Arrhythmias

ESSENTIALS


Some drugs, e.g. beta-blockers, anti-arrhythmics and anti-cholinergics in particular, are important causes of arrhythmias.



  • Triggered activity – occurs as a result of membrane voltage instability. Ionic disturbances, specifically calcium and sodium ions, may alter the membrane potential of cardiac myocytes resulting in abnormal depolarisations (early or delayed) occurring after an action potential. This is known as afterdepolarisations. Long QT syndrome and ventricular arrhythmias may arise due to this mechanism.

2. Altered conduction



  • Conduction block occurs when the conducting wave of depolarisation is terminated as it is blocked by unexcitable myocardial tissue. There are two ways in which this can happen.

    • fixed block – the wave of conduction is inhibited by a physical barrier i.e. scarred tissue
    • functional block – the conducting impulse encounters refractory tissue, preventing further wave propagation. This is often caused by drugs that prolong the action potential of myocytes (class III anti-arrhythmics e.g. amiodarone)

  • Re-entry occurs when the conducting impulse travels around an abnormal re-entrant loop circuit. In order for re-entry to happen, there must be two distinct conduction pathways with different conduction velocities.
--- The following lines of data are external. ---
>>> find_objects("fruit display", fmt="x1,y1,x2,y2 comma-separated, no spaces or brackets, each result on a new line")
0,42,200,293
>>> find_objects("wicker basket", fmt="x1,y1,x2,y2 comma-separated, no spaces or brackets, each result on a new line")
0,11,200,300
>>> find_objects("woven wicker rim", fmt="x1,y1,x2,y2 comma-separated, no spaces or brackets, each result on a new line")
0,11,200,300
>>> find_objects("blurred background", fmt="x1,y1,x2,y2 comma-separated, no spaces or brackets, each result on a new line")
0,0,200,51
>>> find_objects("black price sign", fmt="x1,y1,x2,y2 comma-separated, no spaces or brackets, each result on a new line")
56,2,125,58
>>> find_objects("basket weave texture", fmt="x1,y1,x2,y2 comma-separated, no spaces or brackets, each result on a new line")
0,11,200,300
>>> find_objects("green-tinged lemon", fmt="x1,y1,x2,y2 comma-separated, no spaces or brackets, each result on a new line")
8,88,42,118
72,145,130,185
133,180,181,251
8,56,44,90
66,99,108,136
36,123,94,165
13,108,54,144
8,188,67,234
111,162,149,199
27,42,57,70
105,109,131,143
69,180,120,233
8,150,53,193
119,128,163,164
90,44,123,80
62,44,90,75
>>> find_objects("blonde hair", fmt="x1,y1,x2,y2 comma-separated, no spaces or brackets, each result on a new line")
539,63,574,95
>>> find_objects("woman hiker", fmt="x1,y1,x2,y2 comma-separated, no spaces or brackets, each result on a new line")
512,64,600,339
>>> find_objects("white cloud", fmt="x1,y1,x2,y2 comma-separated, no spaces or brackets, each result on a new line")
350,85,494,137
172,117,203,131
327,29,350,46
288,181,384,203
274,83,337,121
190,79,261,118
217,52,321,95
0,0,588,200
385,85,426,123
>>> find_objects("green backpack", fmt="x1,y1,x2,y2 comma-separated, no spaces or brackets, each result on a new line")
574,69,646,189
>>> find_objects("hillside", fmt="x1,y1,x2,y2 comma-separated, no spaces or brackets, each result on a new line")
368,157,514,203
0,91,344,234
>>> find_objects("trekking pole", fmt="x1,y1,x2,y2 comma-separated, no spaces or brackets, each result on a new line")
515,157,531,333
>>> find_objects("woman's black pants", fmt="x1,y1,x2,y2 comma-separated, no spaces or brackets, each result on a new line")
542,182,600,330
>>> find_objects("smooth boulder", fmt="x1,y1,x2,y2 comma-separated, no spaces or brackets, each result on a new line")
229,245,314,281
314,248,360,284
This can occur as a large anatomical circuit as seen in Wolff–Parkinson–White syndrome via the normal conduction system and the accessory pathway, or as smaller circuits in the AV node and spiral micro-circuits seen in atrial fibrillation. The mechanism of re-entry is shown in Figure 11.1.

Fig11-01.jpg


Figure 11.1 – Mechanism of re-entry.


A. In a normal heart, the wave of depolarisation travels down both pathways at similar velocities. They eventually meet and the resultant impulse is propagated distally.


B. When there are two pathways with different conduction velocities, the time taken for the wave of depolarisation to travel down the slow pathway is longer than that of the fast pathway. This may allow retrograde transmission of impulses of the fast pathway up the slow pathway. However, when this retrograde impulse encounters refractory tissue of the slow pathway, both conduction waves are terminated. As a result, only impulses travelling down the fast pathway are propagated distally. This process is known as unidirectional block.
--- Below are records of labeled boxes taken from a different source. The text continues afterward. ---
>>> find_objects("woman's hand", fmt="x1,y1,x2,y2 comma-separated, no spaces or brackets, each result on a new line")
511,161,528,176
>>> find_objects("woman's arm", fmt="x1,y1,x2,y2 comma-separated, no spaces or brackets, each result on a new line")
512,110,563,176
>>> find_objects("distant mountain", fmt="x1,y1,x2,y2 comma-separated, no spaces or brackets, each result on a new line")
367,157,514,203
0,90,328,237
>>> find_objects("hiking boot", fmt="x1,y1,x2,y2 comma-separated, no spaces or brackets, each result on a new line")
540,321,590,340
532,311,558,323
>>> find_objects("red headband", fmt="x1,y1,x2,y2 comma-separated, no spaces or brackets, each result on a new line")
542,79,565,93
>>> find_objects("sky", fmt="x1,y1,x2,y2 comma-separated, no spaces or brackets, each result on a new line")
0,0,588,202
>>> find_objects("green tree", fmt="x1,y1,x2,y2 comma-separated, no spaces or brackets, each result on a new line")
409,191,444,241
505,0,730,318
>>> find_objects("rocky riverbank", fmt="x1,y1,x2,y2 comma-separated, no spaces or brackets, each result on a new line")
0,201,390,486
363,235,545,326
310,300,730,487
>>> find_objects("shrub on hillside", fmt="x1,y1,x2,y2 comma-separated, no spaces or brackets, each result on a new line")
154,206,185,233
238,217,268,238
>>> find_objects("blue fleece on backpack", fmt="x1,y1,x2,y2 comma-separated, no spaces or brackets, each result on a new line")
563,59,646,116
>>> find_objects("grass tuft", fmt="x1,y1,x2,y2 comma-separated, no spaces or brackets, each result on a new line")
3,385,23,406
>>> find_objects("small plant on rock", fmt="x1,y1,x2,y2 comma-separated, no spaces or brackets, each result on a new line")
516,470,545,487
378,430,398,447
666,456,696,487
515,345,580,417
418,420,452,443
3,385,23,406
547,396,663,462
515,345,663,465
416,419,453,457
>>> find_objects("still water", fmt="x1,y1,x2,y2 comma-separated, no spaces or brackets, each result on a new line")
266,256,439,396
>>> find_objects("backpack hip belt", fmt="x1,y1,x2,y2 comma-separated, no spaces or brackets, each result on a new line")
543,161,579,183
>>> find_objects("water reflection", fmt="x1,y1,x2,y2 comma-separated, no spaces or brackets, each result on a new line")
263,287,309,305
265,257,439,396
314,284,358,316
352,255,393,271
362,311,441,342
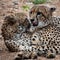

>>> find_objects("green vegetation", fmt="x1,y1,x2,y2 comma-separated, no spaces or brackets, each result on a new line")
32,0,47,4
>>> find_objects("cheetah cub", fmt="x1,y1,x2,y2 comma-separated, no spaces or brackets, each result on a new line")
29,5,56,32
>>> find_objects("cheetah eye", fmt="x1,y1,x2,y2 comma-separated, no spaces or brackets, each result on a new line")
37,12,42,15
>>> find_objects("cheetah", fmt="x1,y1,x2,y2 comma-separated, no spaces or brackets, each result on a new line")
2,6,60,60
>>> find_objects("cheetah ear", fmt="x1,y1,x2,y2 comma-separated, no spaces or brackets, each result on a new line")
50,7,56,12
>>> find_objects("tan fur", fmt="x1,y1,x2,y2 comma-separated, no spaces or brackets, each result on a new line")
2,13,29,40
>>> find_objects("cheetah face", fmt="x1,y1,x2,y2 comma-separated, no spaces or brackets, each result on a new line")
29,5,55,27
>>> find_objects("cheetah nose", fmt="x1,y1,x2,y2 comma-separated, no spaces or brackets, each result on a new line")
30,19,34,22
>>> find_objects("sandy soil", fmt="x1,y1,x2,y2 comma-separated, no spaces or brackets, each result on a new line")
0,0,60,60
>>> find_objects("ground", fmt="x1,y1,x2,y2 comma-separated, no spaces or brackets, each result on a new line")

C. When an ectopic beat reaches the circuit while the fast pathway is still in its refractory period, the wave of depolarisation is only allowed to travel down the slow pathway.



// Why? //


The refractory period of the slow pathway is shorter than that of the fast pathway. This is a fundamental feature in the mechanism of re-entry.


D. As the impulse reaches the distal end of the circuit, the fast pathway has repolarised, allowing retrograde propagation of the impulse. Re-entry has now occurred.


E. The conduction wave may then loop around the circuit, initiating a tachycardia as the impulse is propagated distally after each loop. This re-entrant circuit may continue indefinitely until it is interrupted by a change in electrical depolarisation.


Investigations


A 12-lead electrocardiogram should be performed in all patients with suspected arrhythmias (refer to Chapter 4). Further investigations may be useful in confirming the diagnosis and identifying the underlying cause.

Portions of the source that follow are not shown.